Learn about latency monitoring in Workload Factory for EDA

07/07/2026 Contributors

Latency monitoring in Workload Factory for EDA helps you find and fix performance slowdowns in your FSx for ONTAP volumes. It tracks read and write latency using CloudWatch metrics and automatically analyzes the data to help identify the cause of performance issues.

How latency monitoring works

Latency analysis collects CloudWatch metrics for read and write activity on all FSx for ONTAP volumes connected to your AWS account. It continuously checks these metrics against defined limits to detect performance problems early.

If latency rises, Workload Factory automatically reviews ONTAP QoS delay metrics to identify the main cause of the slowdown. For more complex issues involving data or cluster components, you can run an optional AI analysis that provides the likely root cause, identifies affected clients, and suggests steps to resolve the problem.

Alert generation

An alert triggers only when these conditions are true for the entire selected time range: latency stays above its threshold and IOPS stays above its threshold. Requiring both reduces false alarms by ensuring that high latency occurs while the system is handling real workload.

You can configure separate thresholds for:

Read operations
Write operations
Warning severity
Critical severity

All detected events appear in the latency events table. If notifications are set up, you also receive an email or Amazon SNS message with details about the affected volumes. You can control how often you receive notifications—either daily per file system or every 20 minutes.

Understanding alerts

Understanding how alerts are triggered helps you configure appropriate thresholds and interpret the results.

Metrics collected

The system collects the following CloudWatch metrics for each volume:

Read latency threshold: Calculated as 1000 * m2/(m1+0.000001) where m1 = DataReadOperations and m2 = DataReadOperationTime
Write latency threshold: Calculated as 1000 * m2/(m1+0.000001) where m1 = DataWriteOperations and m2 = DataWriteOperationTime

Alert trigger conditions

An alert is triggered when all of the following conditions are met:

The latency threshold is exceeded for the operation type (read or write).
The IOPS threshold is exceeded for the operation type.
Both conditions persist for all data points within the configured time range.

For example, with default warning thresholds, a read alert triggers only if read latency exceeds 6 ms AND read IOPS exceeds 100 ops/sec for all data points within a 10-minute period.

Event severity

Warning events: Indicate elevated latency that might need attention
Critical events: Indicate severe latency that requires immediate investigation

Latency analysis

Workload Factory provides two levels of analysis to help you troubleshoot latency issues.

Basic analysis

When a latency event occurs, Workload Factory automatically runs a basic analysis to find the cause.
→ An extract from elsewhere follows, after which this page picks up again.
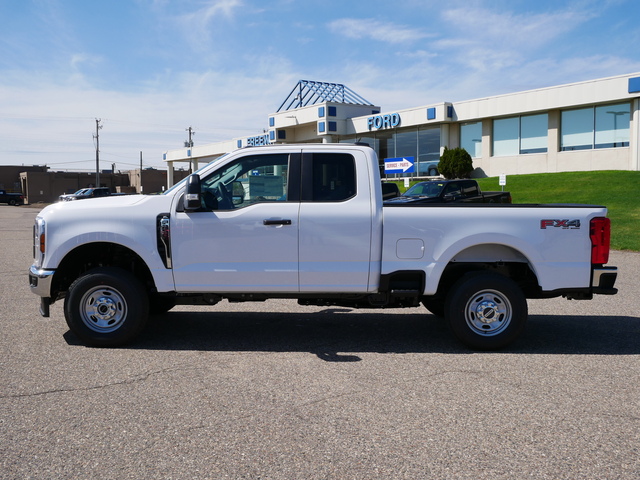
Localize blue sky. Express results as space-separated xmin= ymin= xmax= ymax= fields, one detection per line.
xmin=1 ymin=0 xmax=640 ymax=171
It uses ONTAP QoS delay center metrics to see which component is responsible for the slowdown, such as FlexCache, the capacity pool, QoS limits, disks, data, the cluster, or another subsystem. This quickly identifies the source of the latency without requiring manual investigation.

You can see a component breakdown only when a link is associated with the FSx for ONTAP file system. If there is no link, you can still view graphs for latency, IOPS, and throughput.

Latency values from ONTAP QoS analysis and CloudWatch might differ slightly because they collect data in different ways. The basic analysis uses ONTAP data to identify the root cause.

AI analysis

While basic analysis can identify the source of latency, more complex situations involving data or cluster components often need deeper investigation. AI analysis provides this deeper troubleshooting by finding problems such as overloaded volumes, poor configuration, or the need to add more capacity—issues that basic analysis may miss.

When you run AI analysis, the system provides:

Potential root cause: Detailed explanation of what's causing the latency issue
Affected clients: List of EC2 instance names impacted by the latency
Potential remediation steps: Two or more specific actions to resolve the issue

AI analysis requires an Amazon Bedrock model ARN in your Workload Factory settings. If Bedrock isn't set up, you can still use latency monitoring and basic automated analysis.